Albuquerque Journal

Justice Alito delays counting of challenged ballots in Pennsylvan­ia

Mail-in ballots received on time lacked required date

- BY ROBERT BARNES AND COLBY ITKOWITZ

Justice Samuel Alito on Tuesday put a hold on counting some challenged ballots in Pennsylvan­ia while the Supreme Court continues to review a lower court’s decision that they be tallied.

The administra­tive stay Alito issued involves a unanimous decision of a three-judge panel of the U.S. Court of Appeals for the 3rd Circuit. It said that mail-in ballots that were received on time but lacked a required date on the outer envelope should be counted. Alito is the justice who receives emergency applicatio­ns from the 3rd Circuit.

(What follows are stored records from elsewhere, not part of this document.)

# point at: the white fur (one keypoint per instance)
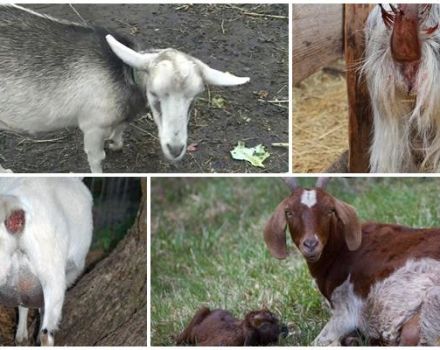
(346, 315)
(53, 245)
(411, 289)
(308, 198)
(174, 79)
(398, 116)
(85, 94)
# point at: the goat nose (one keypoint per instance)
(310, 244)
(175, 151)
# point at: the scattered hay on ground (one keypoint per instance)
(320, 120)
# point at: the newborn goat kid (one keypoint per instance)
(382, 279)
(402, 69)
(220, 328)
(45, 234)
(56, 74)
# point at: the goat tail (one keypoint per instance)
(185, 336)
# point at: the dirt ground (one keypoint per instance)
(247, 40)
(320, 121)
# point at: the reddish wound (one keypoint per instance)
(15, 222)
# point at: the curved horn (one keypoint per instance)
(322, 182)
(291, 182)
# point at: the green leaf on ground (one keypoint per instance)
(255, 155)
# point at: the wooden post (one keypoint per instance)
(359, 108)
(317, 37)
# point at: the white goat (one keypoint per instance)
(45, 234)
(58, 74)
(402, 68)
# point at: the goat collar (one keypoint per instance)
(136, 76)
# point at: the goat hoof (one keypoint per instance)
(115, 146)
(46, 338)
(22, 341)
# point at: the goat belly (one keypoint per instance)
(412, 289)
(22, 287)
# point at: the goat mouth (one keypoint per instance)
(312, 257)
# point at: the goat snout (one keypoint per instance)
(310, 249)
(310, 244)
(284, 331)
(175, 150)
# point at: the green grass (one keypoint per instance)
(207, 247)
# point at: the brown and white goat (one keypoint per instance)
(382, 279)
(402, 69)
(221, 328)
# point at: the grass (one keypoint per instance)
(207, 247)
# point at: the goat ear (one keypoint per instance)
(12, 215)
(215, 77)
(351, 224)
(275, 232)
(129, 56)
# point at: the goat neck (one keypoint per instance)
(332, 269)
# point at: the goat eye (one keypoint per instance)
(289, 214)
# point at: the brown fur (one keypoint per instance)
(220, 328)
(368, 253)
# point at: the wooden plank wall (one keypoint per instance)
(317, 37)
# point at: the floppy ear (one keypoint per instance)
(12, 214)
(129, 56)
(215, 77)
(275, 232)
(351, 224)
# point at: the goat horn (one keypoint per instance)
(322, 182)
(291, 182)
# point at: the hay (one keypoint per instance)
(320, 120)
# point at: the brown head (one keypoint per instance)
(262, 328)
(314, 219)
(406, 22)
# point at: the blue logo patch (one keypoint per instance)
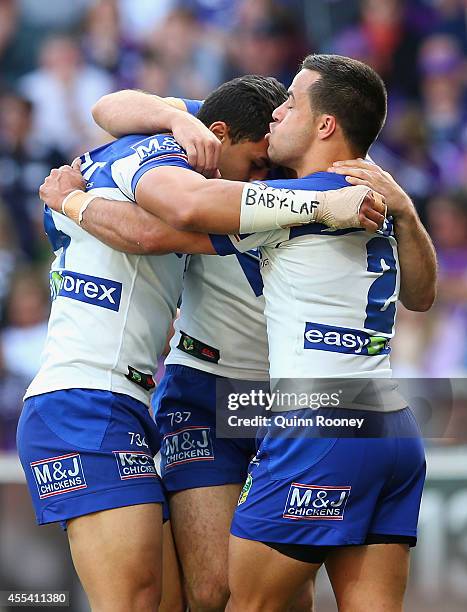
(59, 475)
(316, 503)
(343, 340)
(155, 145)
(90, 289)
(186, 445)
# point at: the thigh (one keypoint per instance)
(86, 451)
(201, 521)
(369, 578)
(117, 555)
(173, 599)
(263, 579)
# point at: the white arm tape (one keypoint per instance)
(75, 203)
(266, 208)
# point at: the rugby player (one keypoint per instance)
(236, 156)
(85, 437)
(220, 333)
(351, 501)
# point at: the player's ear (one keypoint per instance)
(220, 129)
(326, 126)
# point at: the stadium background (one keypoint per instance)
(57, 58)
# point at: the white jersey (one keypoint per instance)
(111, 312)
(330, 295)
(222, 328)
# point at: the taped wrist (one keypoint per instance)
(75, 203)
(266, 208)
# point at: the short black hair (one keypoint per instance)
(245, 104)
(353, 93)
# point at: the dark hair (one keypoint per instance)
(245, 104)
(353, 93)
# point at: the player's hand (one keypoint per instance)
(362, 172)
(60, 183)
(201, 145)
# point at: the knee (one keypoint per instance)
(142, 595)
(208, 596)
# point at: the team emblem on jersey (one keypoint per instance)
(188, 344)
(186, 445)
(58, 475)
(135, 464)
(245, 490)
(314, 502)
(343, 340)
(198, 349)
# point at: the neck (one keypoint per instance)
(319, 160)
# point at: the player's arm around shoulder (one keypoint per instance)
(122, 225)
(417, 256)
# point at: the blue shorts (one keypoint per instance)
(191, 454)
(334, 491)
(84, 451)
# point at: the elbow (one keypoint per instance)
(151, 242)
(185, 217)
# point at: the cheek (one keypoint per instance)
(258, 175)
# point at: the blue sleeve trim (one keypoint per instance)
(193, 106)
(222, 244)
(157, 163)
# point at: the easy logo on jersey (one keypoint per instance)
(343, 340)
(154, 145)
(134, 464)
(58, 475)
(314, 502)
(189, 444)
(90, 289)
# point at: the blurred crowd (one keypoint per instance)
(57, 58)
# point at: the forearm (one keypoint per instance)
(417, 260)
(189, 202)
(128, 228)
(134, 112)
(209, 206)
(121, 225)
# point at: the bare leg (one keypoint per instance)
(263, 580)
(369, 578)
(201, 524)
(117, 555)
(173, 598)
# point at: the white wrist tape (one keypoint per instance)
(266, 208)
(75, 203)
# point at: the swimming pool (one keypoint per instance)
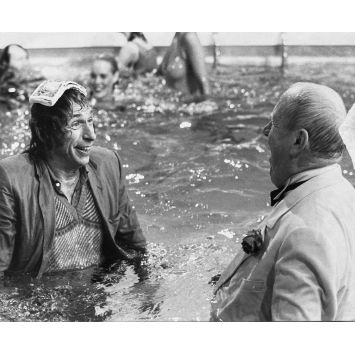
(198, 177)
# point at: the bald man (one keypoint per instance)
(300, 264)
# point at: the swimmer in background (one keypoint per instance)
(183, 66)
(103, 79)
(137, 56)
(16, 76)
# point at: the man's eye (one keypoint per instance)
(75, 124)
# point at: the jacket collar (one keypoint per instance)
(317, 179)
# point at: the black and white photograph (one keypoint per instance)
(177, 177)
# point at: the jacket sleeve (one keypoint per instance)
(304, 288)
(7, 221)
(129, 232)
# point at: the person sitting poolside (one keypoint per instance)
(300, 264)
(103, 78)
(63, 202)
(183, 66)
(137, 55)
(16, 75)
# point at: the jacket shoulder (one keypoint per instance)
(17, 164)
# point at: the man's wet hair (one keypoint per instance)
(47, 124)
(318, 109)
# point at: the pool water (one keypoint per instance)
(198, 175)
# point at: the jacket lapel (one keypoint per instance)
(47, 208)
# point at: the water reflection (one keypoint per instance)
(198, 177)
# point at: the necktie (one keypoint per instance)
(290, 187)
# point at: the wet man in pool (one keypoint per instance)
(300, 264)
(63, 202)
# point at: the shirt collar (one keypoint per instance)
(316, 180)
(56, 183)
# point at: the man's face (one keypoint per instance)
(279, 140)
(79, 137)
(102, 79)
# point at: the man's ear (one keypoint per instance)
(300, 143)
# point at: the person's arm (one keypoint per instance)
(304, 273)
(7, 221)
(128, 55)
(196, 57)
(129, 232)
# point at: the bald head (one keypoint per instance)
(317, 109)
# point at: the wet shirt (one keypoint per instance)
(78, 232)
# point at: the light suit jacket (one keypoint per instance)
(306, 267)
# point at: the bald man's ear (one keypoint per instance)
(300, 143)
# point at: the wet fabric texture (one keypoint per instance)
(78, 233)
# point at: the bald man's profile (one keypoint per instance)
(299, 265)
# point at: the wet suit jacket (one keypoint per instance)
(27, 212)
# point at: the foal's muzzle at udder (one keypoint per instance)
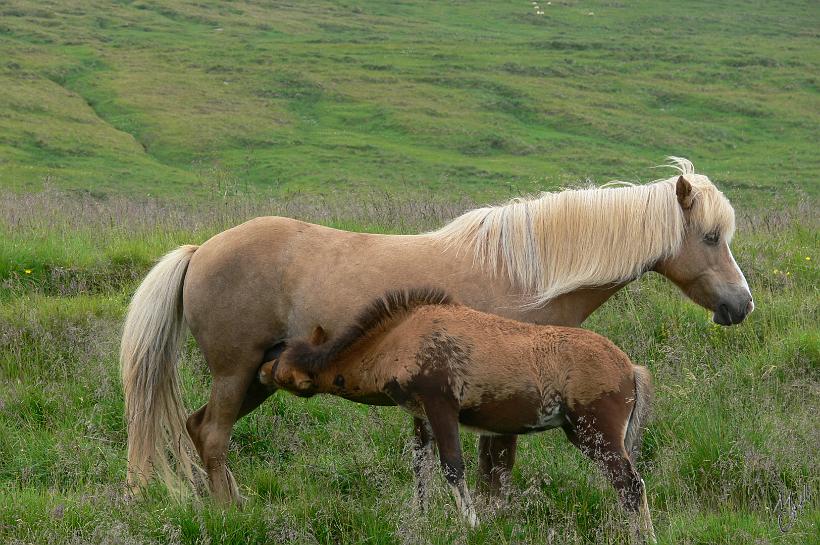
(733, 312)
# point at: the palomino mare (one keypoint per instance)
(447, 364)
(550, 260)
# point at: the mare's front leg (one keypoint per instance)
(422, 460)
(443, 417)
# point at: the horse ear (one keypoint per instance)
(683, 189)
(318, 336)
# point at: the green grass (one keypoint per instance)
(470, 98)
(732, 444)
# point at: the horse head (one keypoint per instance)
(703, 266)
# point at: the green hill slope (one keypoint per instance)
(481, 98)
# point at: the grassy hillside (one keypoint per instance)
(484, 98)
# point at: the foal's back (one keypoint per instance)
(506, 376)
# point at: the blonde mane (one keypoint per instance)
(559, 242)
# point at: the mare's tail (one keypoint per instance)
(640, 411)
(153, 331)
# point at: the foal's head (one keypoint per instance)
(284, 374)
(703, 267)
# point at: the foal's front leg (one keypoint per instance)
(443, 417)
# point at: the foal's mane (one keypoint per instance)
(380, 313)
(596, 236)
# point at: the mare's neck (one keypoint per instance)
(571, 309)
(344, 377)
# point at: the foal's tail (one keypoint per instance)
(640, 411)
(153, 331)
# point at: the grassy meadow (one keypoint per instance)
(128, 128)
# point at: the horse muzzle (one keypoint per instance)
(728, 313)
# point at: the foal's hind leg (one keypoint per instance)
(598, 430)
(443, 418)
(422, 460)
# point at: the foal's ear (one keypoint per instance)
(302, 381)
(683, 189)
(318, 336)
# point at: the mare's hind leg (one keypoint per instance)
(598, 430)
(422, 460)
(496, 457)
(210, 427)
(443, 418)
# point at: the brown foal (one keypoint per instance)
(447, 364)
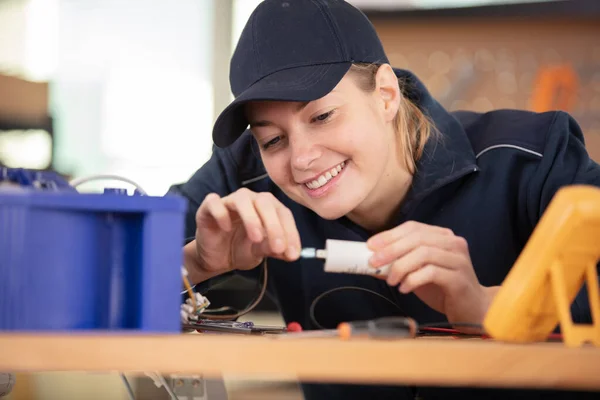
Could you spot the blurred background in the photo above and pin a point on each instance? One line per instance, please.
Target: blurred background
(133, 87)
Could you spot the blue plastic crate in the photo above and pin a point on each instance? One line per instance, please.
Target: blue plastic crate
(71, 261)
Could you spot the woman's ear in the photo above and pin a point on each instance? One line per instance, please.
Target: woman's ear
(388, 91)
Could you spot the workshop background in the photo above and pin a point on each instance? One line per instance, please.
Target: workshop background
(132, 88)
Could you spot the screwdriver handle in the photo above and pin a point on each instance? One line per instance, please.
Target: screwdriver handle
(381, 328)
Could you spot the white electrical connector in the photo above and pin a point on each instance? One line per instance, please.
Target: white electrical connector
(345, 256)
(187, 308)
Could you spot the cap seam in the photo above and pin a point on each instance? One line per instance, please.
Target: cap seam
(291, 67)
(329, 22)
(254, 47)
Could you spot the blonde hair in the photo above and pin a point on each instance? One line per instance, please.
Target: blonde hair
(413, 127)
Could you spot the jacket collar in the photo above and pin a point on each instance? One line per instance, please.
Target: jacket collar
(447, 157)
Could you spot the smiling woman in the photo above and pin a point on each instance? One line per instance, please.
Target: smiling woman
(356, 150)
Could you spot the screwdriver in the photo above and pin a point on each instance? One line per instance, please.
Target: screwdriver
(380, 328)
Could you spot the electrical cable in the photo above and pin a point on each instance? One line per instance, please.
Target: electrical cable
(167, 387)
(250, 307)
(80, 181)
(127, 386)
(319, 297)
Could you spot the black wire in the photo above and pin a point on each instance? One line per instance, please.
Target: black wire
(319, 297)
(451, 325)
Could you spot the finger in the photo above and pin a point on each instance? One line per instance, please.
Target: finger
(429, 274)
(405, 245)
(263, 249)
(420, 257)
(291, 232)
(213, 207)
(242, 203)
(384, 238)
(265, 206)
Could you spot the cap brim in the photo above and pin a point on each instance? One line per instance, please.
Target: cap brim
(305, 83)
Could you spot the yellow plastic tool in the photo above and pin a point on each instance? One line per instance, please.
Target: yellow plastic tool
(560, 256)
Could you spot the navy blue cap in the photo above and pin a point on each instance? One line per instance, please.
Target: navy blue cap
(294, 50)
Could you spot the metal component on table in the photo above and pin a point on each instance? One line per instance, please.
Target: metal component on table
(381, 328)
(196, 387)
(247, 328)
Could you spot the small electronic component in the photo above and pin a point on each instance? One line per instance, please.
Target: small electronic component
(191, 310)
(345, 256)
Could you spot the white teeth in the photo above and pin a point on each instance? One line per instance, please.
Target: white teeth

The panel’s decision involved a local judge’s race in Lehigh County. But it is significan­t because of the too-close-to-call primary for the Republican Senate nomination involving Mehmet Oz and David McCormick. McCormick, who trails Oz by fewer than 1,000 votes, has filed a lawsuit in state court to require that such “undated ballots” be counted.

The state’s requiremen­t is that mail-ballot voters “fill out, date and sign” a form declaratio­n on the outer envelope used to return ballots. But the federal judges said not counting the votes of those who did not provide a date violated federal civil rights law because the requiremen­t was immaterial to the voters’ qualificat­ions. There are no indication­s of fraud, the ballots were received by the state’s deadline and election officials noted they would have counted ballots with the wrong date but not those with no dates at all, the judges said.

“We are at a loss to understand how the date on the outside envelope could be material when incorrect dates — including future dates — are allowable but envelopes where the voter simply did not fill in a date are not,” Judge Theodore McKee wrote. “Surely, the right to vote is made of sterner stuff than that.”

Oz filed a brief supporting judicial candidate David Ritter. “The Third Circuit’s thinly reasoned and erroneous decision — which addressed a county judicial election conducted more than six months ago — is now being weaponized to undermine the apparent result of a statewide primary election for the Republican nomination to represent Pennsylvan­ia in the United States Senate,” Oz’s lawyers said in a brief .

The winner of the GOP primary will face Lt. Gov. John Fetterman, D, in the general election, a crucial race for both parties hoping to control of the Senate after November. Democrats view the race to replace retiring Sen. Patrick Toomey, R, who is retiring, as their best chance of flipping a seat in an otherwise difficult political year.

Former president Donald Trump endorsed Oz and had urged him to declare victory before the vote count is completed. On Friday, Oz did just that in a video thanking Pennsylvan­ians for making him the “presumptiv­e” Republican nominee.

The race is so tight that it triggered an automatic recount across the state.